Diarrhea and Dietary Characteristics

Merely taking antidiarrheal medications is not sufficient – correcting the diet is important. Some substances may exacerbate clinical symptoms, and it is recommended to avoid foods containing them.

FructoseGrapes, peaches, nuts, figs, apple juice, pears
LactoseMilk, soft cheese, yogurt, cream, cottage cheese, ice cream
CaffeineCoffee, tea, chocolate, some headache medications

It is also important to avoid foods that negatively affect the mucous membranes of the digestive system, including not only fried and spicy foods but also very hot foods. Solid food during diarrhea can be harmful, and it is important to drink an adequate amount of fluids.

A key point in the diet is eating intermittently, which helps reduce pressure on the digestive system and speeds up recovery. Small meals consumed 5-6 times a day are the optimal plan.

Potential Complications

When a person experiences diarrhea, the body loses a significant amount of fluids, and dehydration is the primary threat in such cases. In countries facing problems accessing drinking water, such cases often end fatally. At-risk groups include children under the age of five and adults with immune deficiencies.

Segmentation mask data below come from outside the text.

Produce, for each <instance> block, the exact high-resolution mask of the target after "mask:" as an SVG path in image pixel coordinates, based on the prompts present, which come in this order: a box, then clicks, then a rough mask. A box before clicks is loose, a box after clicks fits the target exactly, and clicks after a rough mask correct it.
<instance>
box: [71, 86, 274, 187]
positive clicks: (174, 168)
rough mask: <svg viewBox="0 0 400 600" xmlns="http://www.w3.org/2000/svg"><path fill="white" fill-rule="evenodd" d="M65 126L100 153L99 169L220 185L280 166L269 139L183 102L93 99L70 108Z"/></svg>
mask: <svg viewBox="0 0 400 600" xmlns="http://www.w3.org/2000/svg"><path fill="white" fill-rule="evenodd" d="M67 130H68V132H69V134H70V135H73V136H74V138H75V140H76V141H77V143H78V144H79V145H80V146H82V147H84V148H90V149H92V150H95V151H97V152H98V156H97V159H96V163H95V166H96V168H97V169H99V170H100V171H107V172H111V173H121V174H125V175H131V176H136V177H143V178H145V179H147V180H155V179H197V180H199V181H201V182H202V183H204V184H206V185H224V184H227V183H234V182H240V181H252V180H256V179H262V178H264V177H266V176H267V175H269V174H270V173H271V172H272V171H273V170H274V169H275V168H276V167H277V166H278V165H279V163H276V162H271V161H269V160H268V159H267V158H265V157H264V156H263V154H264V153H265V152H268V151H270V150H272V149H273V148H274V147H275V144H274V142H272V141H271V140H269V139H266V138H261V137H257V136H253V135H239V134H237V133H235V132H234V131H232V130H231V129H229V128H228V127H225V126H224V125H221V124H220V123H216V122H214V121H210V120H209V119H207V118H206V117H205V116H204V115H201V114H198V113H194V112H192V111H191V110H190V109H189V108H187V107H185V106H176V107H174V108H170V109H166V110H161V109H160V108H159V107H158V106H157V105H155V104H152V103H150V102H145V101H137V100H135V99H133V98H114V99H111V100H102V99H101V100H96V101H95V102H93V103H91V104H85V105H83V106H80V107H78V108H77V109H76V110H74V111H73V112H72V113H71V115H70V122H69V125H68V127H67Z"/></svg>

In addition to dehydration, serious complications can occur such as:

  • Electrolyte imbalance, which can lead to disruptions in cardiovascular function.
  • Metabolic acidosis, causing irregular heartbeats, low blood pressure, and loss of consciousness.
  • Potassium deficiency, which can lead to paralysis and respiratory distress.
  • Magnesium deficiency, which can cause tetany (life-threatening involuntary muscle contractions).

Immediate fluid and electrolyte replacement (oral rehydration therapy) help avoid these complications. In cases of mild diarrhea, oral treatment is administered, while intravenous treatment is given in cases of severe diarrhea.


As a preventive measure against gastrointestinal disorders, often of infectious nature, individuals can take the following measures to avoid exposure to disease-causing microbes:

  • Thoroughly wash hands with soap, especially before eating.
  • Handle food carefully (wash fruits and vegetables, cook or fry meats and fish thoroughly).
  • Avoid consuming raw food, especially in environments with questionable hygiene.
  • Drink boiled or bottled water only.
  • Monitor expiration dates of products and beverages.

Commonly available hand sanitizers proved to be very useful outdoors in the past year. If there is no opportunity to wash hands before eating, sanitizing them with hand sanitizer can prevent potential poisoning.

For children, breastfeeding is considered a good preventive measure against any infectious disease and is recommended for at least six months. It is considered an effective protection against many infectious diseases.